In the case of many gluten-free food products (breads and pizza in particular), white flours and starches are used to supplement whole grain flours. For example, instead of just using whole grain flour such as brown rice flour or buckwheat flour, many manufacturers cut corners by adding less expensive white rice flour, potato starch, tapioca starch, and corn starch. The result is unhealthy gluten-free products that are low in fiber, protein, vitamins, minerals, antioxidants, alpha linoleic acid, lignins, phytochemicals, and other nutrients — and high in calories and simple carbs.

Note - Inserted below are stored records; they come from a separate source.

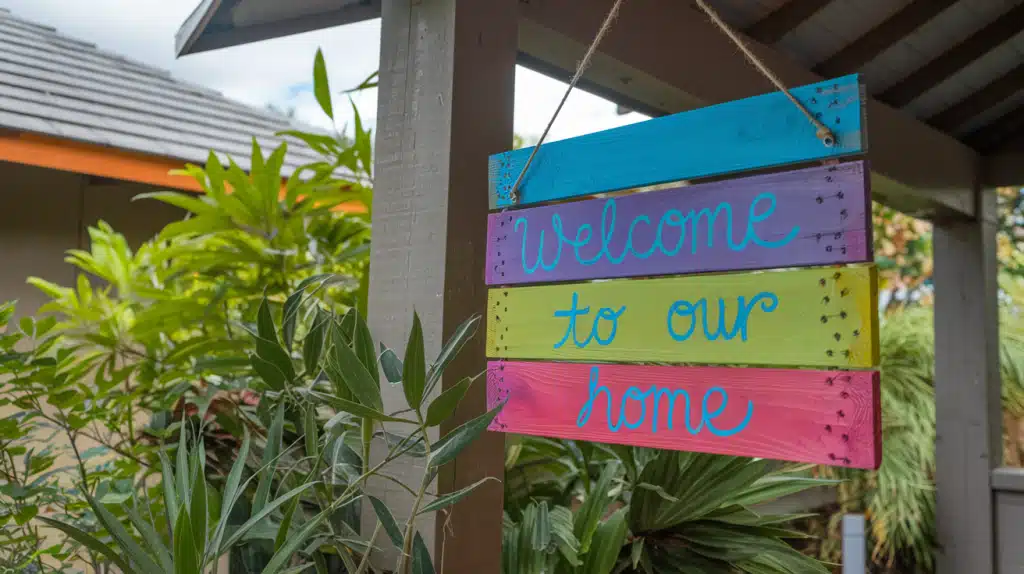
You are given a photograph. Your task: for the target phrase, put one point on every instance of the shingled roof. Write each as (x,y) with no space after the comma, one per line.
(58,86)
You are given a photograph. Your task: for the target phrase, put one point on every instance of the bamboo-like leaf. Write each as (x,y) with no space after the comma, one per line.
(311,432)
(258,517)
(286,524)
(312,346)
(363,411)
(391,365)
(446,500)
(280,559)
(444,405)
(370,82)
(267,346)
(231,490)
(290,315)
(181,473)
(268,371)
(354,377)
(170,494)
(91,542)
(422,563)
(455,344)
(387,521)
(186,561)
(414,365)
(198,509)
(132,550)
(153,541)
(273,437)
(365,348)
(449,447)
(322,89)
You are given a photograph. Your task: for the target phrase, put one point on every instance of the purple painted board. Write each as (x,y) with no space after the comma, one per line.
(813,216)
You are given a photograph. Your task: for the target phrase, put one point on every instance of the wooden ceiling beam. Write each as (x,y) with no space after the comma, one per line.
(1003,129)
(947,63)
(673,43)
(996,90)
(784,19)
(882,37)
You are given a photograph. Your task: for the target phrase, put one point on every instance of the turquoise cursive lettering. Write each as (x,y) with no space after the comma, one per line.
(656,393)
(672,221)
(574,311)
(698,311)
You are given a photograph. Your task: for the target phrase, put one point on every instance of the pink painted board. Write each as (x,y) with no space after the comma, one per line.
(811,216)
(819,416)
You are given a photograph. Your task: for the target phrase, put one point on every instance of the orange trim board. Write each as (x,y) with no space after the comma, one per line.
(57,153)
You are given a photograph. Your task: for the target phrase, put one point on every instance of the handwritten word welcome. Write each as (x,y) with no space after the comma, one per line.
(672,218)
(655,394)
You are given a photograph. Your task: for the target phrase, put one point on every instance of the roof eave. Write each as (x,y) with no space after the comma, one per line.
(200,34)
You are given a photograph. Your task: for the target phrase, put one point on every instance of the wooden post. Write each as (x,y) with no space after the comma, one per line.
(967,388)
(445,103)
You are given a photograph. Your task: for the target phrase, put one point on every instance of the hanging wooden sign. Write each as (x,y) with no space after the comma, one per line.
(765,278)
(821,416)
(747,134)
(820,316)
(813,216)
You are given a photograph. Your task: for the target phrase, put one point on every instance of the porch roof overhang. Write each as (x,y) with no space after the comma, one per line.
(945,78)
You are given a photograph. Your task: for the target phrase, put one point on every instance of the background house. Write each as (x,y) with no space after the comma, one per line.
(83,130)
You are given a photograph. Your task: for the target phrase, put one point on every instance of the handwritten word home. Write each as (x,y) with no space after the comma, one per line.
(615,245)
(659,403)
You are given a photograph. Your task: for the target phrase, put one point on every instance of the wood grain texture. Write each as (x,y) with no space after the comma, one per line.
(757,132)
(819,416)
(813,216)
(444,105)
(968,403)
(818,317)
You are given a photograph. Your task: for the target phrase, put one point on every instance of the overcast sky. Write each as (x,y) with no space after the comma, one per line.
(279,71)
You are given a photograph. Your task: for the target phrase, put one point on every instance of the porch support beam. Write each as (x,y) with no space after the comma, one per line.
(969,443)
(784,19)
(672,42)
(444,104)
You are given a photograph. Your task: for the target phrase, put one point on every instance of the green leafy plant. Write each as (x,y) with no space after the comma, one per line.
(198,534)
(587,509)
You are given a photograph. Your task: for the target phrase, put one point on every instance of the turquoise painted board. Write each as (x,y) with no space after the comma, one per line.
(745,134)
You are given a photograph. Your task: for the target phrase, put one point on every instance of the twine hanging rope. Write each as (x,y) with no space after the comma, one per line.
(514,194)
(823,133)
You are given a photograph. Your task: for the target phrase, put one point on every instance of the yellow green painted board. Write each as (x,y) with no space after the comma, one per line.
(813,317)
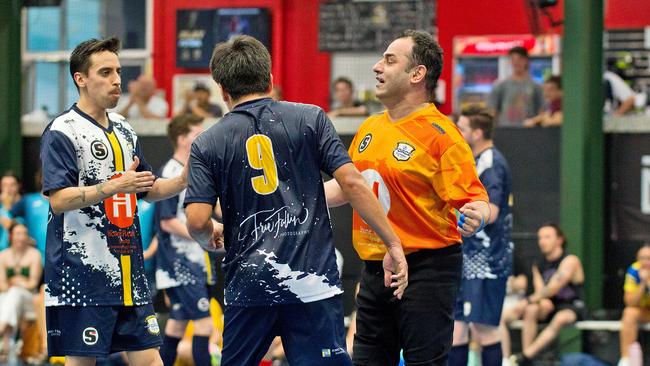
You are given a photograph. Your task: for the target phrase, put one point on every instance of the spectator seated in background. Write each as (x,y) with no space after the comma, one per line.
(344,102)
(637,302)
(32,210)
(20,273)
(558,278)
(197,102)
(518,97)
(142,101)
(552,113)
(9,194)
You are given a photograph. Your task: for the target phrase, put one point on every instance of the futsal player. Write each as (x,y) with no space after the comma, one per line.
(263,161)
(183,268)
(487,256)
(96,292)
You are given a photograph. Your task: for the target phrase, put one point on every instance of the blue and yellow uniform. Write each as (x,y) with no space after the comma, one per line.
(183,268)
(263,161)
(487,256)
(96,292)
(632,282)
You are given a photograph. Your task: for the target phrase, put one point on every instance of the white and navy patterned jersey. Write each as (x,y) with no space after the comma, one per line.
(263,161)
(179,261)
(488,254)
(93,254)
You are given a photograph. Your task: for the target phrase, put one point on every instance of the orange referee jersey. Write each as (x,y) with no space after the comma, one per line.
(421,169)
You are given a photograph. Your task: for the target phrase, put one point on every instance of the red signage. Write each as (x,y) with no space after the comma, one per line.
(500,45)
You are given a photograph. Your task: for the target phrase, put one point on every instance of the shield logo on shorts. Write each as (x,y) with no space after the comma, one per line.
(90,336)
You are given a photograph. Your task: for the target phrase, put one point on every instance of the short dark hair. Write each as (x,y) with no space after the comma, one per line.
(558,231)
(344,80)
(518,50)
(181,124)
(481,118)
(554,79)
(80,57)
(242,66)
(426,51)
(201,87)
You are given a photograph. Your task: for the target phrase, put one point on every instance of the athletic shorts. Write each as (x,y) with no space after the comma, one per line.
(312,333)
(97,331)
(191,302)
(480,301)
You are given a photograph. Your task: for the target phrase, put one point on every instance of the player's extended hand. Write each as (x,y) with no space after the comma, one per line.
(471,219)
(396,270)
(132,181)
(216,240)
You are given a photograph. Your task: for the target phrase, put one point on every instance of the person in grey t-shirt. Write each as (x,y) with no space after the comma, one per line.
(518,97)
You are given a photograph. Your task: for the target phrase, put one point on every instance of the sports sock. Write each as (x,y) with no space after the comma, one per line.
(200,350)
(168,350)
(491,355)
(458,355)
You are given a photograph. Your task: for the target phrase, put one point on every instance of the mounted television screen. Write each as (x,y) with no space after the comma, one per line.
(198,30)
(231,22)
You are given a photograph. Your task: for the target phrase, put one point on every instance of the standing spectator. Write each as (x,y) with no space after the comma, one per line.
(198,102)
(33,209)
(422,170)
(142,100)
(344,102)
(487,256)
(552,113)
(620,99)
(9,196)
(558,278)
(182,266)
(637,301)
(518,97)
(263,164)
(20,272)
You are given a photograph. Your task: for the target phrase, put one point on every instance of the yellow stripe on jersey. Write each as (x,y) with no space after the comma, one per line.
(126,279)
(208,269)
(118,157)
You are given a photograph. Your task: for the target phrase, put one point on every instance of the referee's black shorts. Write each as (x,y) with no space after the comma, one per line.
(421,323)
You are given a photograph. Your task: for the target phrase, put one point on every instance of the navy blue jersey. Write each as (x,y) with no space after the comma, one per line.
(263,161)
(180,261)
(488,254)
(93,254)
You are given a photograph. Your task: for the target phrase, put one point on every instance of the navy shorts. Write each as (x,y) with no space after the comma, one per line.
(312,333)
(191,302)
(97,331)
(480,301)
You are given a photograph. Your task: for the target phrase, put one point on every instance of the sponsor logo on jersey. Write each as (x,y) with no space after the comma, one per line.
(203,304)
(120,208)
(152,325)
(467,308)
(90,336)
(365,142)
(99,149)
(438,127)
(403,151)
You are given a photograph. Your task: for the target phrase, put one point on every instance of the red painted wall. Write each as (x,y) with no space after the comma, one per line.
(627,14)
(298,67)
(304,72)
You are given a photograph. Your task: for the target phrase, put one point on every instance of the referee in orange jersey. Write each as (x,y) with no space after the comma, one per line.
(422,171)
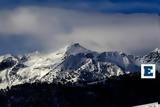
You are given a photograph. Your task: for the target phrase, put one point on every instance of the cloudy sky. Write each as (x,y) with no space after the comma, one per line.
(132,26)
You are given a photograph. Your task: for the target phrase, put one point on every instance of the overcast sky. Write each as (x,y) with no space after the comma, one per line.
(29,25)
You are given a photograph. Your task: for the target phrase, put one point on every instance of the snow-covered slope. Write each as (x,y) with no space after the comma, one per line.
(72,64)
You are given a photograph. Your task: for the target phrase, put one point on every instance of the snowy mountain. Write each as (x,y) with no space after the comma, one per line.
(72,64)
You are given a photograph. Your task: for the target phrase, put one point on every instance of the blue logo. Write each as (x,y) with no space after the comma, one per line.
(148,71)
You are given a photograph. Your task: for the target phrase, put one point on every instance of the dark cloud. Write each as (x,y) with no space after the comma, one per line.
(16,44)
(48,29)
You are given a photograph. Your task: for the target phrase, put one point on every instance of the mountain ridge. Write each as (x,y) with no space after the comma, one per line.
(72,64)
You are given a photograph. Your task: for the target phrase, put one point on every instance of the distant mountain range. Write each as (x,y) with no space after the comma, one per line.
(72,64)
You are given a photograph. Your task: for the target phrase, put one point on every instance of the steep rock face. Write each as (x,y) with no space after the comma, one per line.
(72,64)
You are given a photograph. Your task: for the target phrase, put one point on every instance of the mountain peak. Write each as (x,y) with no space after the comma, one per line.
(75,48)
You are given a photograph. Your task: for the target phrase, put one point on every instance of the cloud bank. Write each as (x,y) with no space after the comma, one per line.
(47,29)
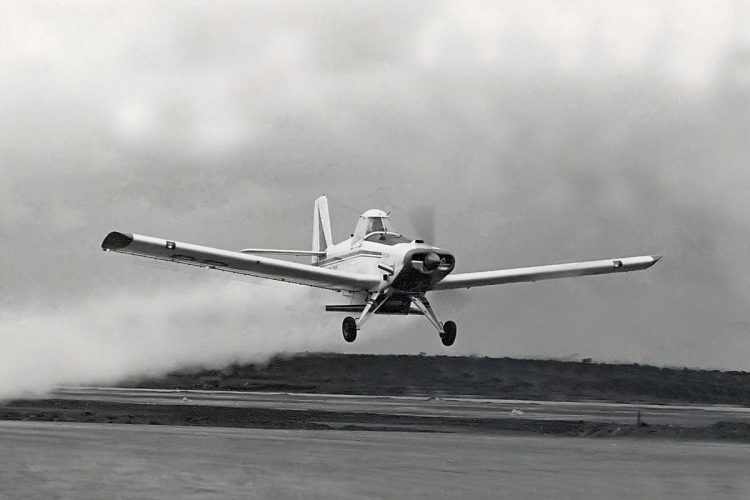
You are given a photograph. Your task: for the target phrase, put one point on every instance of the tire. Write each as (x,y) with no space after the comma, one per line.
(349,329)
(448,337)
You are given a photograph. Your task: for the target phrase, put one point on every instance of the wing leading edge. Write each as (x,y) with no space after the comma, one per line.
(237,262)
(538,273)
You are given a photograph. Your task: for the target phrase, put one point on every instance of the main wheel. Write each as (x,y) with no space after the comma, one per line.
(349,329)
(449,333)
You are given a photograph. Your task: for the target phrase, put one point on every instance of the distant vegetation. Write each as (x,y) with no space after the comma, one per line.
(485,377)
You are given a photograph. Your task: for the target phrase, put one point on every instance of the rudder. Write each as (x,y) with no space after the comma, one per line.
(322,236)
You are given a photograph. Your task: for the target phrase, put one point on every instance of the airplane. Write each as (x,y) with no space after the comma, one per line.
(377,270)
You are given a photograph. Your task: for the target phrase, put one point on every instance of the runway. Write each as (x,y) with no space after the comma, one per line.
(458,407)
(77,460)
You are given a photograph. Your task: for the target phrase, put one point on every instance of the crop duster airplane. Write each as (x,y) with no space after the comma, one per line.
(377,270)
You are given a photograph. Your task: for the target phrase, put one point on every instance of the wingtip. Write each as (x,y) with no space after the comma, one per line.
(117,241)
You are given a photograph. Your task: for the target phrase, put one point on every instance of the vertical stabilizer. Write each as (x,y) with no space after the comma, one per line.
(322,237)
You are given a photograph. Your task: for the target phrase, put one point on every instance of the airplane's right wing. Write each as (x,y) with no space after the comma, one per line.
(537,273)
(238,262)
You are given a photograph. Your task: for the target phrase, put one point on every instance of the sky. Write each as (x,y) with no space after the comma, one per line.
(538,132)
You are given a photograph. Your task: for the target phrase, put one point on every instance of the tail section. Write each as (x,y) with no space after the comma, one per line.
(322,237)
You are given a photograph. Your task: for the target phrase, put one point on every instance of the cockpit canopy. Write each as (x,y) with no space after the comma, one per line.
(376,224)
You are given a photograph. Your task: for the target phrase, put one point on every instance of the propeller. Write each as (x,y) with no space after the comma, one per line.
(423,219)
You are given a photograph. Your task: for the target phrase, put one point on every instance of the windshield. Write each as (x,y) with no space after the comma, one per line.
(367,225)
(386,238)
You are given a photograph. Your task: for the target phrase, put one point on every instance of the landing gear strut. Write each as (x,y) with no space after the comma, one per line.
(449,333)
(447,330)
(350,325)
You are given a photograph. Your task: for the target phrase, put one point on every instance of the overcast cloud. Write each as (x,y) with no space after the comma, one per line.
(540,132)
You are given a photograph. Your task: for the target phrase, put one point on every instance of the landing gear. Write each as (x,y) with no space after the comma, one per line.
(447,331)
(448,336)
(349,329)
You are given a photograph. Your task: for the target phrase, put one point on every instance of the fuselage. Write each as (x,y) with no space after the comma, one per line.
(406,267)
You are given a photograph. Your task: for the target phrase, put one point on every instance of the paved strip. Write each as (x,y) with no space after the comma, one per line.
(92,461)
(464,407)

Why would food manufacturers encourage the gluten-intolerant community to heal and nourish their bodies on inferior, unhealthy products? The obvious answer is money, which is all the more reason why consumers of gluten-free foods need to become better educated about the products they purchase.
As a nutritionist, the word “frustration” doesn’t begin to explain how I feel about the creation of nutritionally void gluten-free products. Let’s just say it was strong enough that I created my own line of whole grain gluten-free products.
Eating enriched foods (gluten-free or otherwise) is not a healthy choice. The promise of added vitamins and minerals may sound like a good idea, but as Gertrude Stein said once, “There’s no ‘there’ there.” The low quality vitamins and minerals added back in do not compare to the natural ones that were removed. Removing the fiber, protein, and good fats raises any food’s glycemic index and reduces the benefits found in whole foods, such as whole grains.
Eating nourishing food every day is one choice you can make that will create an immediate difference in your overall health and in how you feel. If you are looking to improve your health by eating better, then you need to make smart choices.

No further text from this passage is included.